[]

En kötü durumdaki insan ''hangi durumdadır''

iyi geceler;

Din ile ilgili büyüklerimizle dövüşürken bir konudan sonra aklıma takıldı;

dünyada bulunan en kötü durumda olan insan bunun farkında mıdır ? ve nasıl bir hal içindedir.



Öncelikle zorluk, iyilik, mutluluk gibi kavramların kıyasla mümkün olduğunu ve ancak zıtlıklarıyla açıklanabilir, anlaşabilir olduğunu bi' şeyapalım sonra devamını anlatacağım. (bekledik burada biraz, umarım şeyapmışsınızdır) evet.


Şimdi biz mesela şükrediyoruz, şu günümüze şu durumumuza. hatta ''verdiklerine ve vermediklerine çok şükür'' diye dua ediyoruz. misal benim gözlerimde miyop var 2.0 bunu dert edinebilecekken gözleri olmayan birisini görüyorum ve derdin varlıkla ortaya çıktığı bir halini karşılıyorum. bunun tam aksi de mümkün olabiliyor. * duygusal boşluk, tatminsizlik ya da metasal yokluk gibi.


Ancak; mesela adamın gözleri görüyor ama elleri yok, yahut elleri de yok ama elleri olup gözleri görmeyenden daha iyi bir şekilde bakılıyor. yani kıyas bir yerde sapıtıyor. bir de manevi tatminsizlik de girebilir, hayatına son verme durumları ya da daha kötüsü hayatına son verememe. en son eski bir porno yıldızı hikayesini okumuştum. ilginçti. herneyse, bundan sonrası biraz kafa karışıklığı soru kısmı buraya kadar; yani sizce hayatta ki en kötü durumda olan insan ne ''durumdadır''. evet sadece türkçe ile ilgili değil, genel olarak dille ilgili problemlerim var. soru bitti.

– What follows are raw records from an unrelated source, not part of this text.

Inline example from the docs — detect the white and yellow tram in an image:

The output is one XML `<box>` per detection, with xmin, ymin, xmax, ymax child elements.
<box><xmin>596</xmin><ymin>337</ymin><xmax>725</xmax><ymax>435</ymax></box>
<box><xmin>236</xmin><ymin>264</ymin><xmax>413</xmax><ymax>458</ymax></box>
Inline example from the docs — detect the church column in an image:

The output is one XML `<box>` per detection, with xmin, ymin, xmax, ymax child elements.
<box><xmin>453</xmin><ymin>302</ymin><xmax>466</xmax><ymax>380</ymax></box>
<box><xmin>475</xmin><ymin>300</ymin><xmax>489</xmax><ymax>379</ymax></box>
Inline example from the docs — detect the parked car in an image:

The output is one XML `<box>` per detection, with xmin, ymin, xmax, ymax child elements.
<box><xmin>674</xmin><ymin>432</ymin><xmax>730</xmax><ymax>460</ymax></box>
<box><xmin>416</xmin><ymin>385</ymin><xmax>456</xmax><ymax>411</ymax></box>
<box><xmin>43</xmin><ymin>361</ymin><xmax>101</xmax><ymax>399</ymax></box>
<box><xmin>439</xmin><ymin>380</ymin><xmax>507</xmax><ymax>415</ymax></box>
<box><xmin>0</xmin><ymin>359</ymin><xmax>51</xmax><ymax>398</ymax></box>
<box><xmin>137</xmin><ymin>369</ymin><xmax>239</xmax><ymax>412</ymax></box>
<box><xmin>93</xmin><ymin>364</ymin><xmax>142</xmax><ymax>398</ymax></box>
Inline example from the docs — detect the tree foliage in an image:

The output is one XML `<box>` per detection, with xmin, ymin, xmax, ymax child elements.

sakıp sabancının engelli evladı gibi mesela, bu çok zor bir durum allah kimseye yaşatmasın. ben avamdan şöyle sezenişler duydum, sakıp aga bir gün televizyonda ağlamış, oğluma isteseydi bütün arabaları alabilirdim ama o hiçbir araba isteyemedi demiş. bana bunu anlatanlarda onunla birlikte ağlamışlar. iyi insanlar tabi, allah iyi insanları sever. ama ben diyorum, onun yerine keşke şuna da ağlasaydın o daha kötü durumda çünkü sakıp aganın oğlunun bir arabası yoktur ama, bakıcıları vardır, her zaman sıcak bir yatağı vardır, asansörlü evi vardır diye. ayıp oluyor. beni ayıplayanlarda haklılar zaten, onlara söyleyecek sözüm yok. ama işte.

ya da tam tersi, adam allah var herşey var, allah deldiği boğazı doyurur diyor, e madem öyle o zaman açlıktan ölen niye öldü diye soruyorum. bence o sistem pek öyle çalışmıyordur diyorum, ve yine sanki analarına sövmüşüm gibi, hayır hayır öyle de değil acımaklı gözlerle bakıyorlar, bataklığa düşmüşüm gibi. doğru yoldan sapmışcasına. bazen açık açık soruyorum, sence diyorum bende bi' dini kavramlar konusunda sıkıntı var mı, hayır yok diyorlar.

ancak yukarıda ki gibi sohbetlere girdikten sonra gözlerinden okunuyor, sıkıntılı gördükleri beni.
sonra dudaklarından dökülüyor ''sen eskiden böyle değildin'' diye. ''bence yeni halim daha hakikatlidir'' diyorum. üzülüyorlar benim için. sonra bende onları üzdüm diye üzülüyorum. bi' türlü tatmin olamıyoruz. bu sebebini bilmediğim sirkülasyon devam ediyor.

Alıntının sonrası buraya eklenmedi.